The roaring twenties – the prohibition - Maxicours

The roaring twenties – the prohibition

1913: Webb Kenyan Act banning the transportation of alcohol into the dry states which were mainly located in the rural South.
1919: 18th Amendment forbidding the selling and making of any drink with more than one degree of alcohol. It is the beginning of prohibition.
1919, October, 28th: Volstead Act, according to which any drink containing more than 0,5% of alcohol was said to be alcoholic.
1920: enforcement of the 18th Amendment and of the dry laws.
1929, February 14th: Valentine's Day massacre. Al Capone's gang killed 7 persons in Chicago.
1933: 21st Amendment cancelled the 18th. It was the end of the prohibition.
1. The origins
a. Economic, politic and social reasons
Till World War I, breweries and distilleries had managed to stem those who wanted to prohibit alcohol because their lobbies were powerful. But the records of the war had shown that between 1911 and 1914 heavy drinking had reached a peak.

Besides the prohibitionists believed it would be a radical solution: it would save some income, it would cleanse politics (political manipulation was identified with saloons) and increase the safety on plants.

b. Ideological reasons
The middle-class thought its values were endangered. For them, the drinking habits of the poor were an insult to morality. They also considered the saloon as a refuge for the immigrants.
Yet, in the North, many people felt it was an interference with individual freedom as guaranteed by the Constitution.
2. The consequences
a. Gangsterism
Gangsterism increased with the development of the car and of the machine-gun, but also with the prohibition.
The police didn't have the means to enforce the law as they should have.
Smugglers managed to buy alcohol to illegal producers – or moonshiners – in the US or abroad and to sell it to bootleggers.
b. Drinking
Drinking behaviors changed. Hard drinking increased especially among groups such as the writers of the Lost Generation. People gathered in illegal bars (or speakeasies) to drink.

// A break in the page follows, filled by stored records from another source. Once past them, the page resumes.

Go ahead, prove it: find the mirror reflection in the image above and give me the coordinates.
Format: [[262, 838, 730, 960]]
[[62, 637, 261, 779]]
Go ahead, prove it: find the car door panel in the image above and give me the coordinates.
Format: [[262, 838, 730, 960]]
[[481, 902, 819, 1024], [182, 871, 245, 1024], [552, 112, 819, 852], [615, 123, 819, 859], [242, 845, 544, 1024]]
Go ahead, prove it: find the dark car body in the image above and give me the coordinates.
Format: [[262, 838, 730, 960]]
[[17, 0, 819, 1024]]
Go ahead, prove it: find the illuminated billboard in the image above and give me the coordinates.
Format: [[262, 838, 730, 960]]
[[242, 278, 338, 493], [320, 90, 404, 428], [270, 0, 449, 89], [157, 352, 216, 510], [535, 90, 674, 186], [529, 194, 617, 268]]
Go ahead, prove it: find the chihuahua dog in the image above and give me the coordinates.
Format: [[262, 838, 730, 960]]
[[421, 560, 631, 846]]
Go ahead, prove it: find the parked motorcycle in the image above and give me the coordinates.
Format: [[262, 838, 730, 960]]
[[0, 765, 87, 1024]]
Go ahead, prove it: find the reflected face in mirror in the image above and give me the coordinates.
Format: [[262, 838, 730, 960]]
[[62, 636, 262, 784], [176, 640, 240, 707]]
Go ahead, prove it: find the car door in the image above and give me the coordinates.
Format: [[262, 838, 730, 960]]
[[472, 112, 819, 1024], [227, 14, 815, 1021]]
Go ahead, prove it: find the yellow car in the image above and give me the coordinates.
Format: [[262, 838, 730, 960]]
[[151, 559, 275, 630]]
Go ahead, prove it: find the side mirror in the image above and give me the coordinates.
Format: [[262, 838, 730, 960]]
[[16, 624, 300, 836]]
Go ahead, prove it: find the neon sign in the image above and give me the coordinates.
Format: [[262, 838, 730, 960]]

On the whole, the prohibition proved to be a failure socially and politically. During the Great Depression, public opinion realized it deprived many people of their job and that it contributed to the economic stagnation of the country.

The Association Against the Prohibition Amendment led a campaign to cancel the 18th Amendment. It backed up Democrats such as F.D. Roosevelt who was elected President in 1932.
In 1933, the 21st Amendment, which cancelled the 18th, was ratified. It was the end of the prohibition.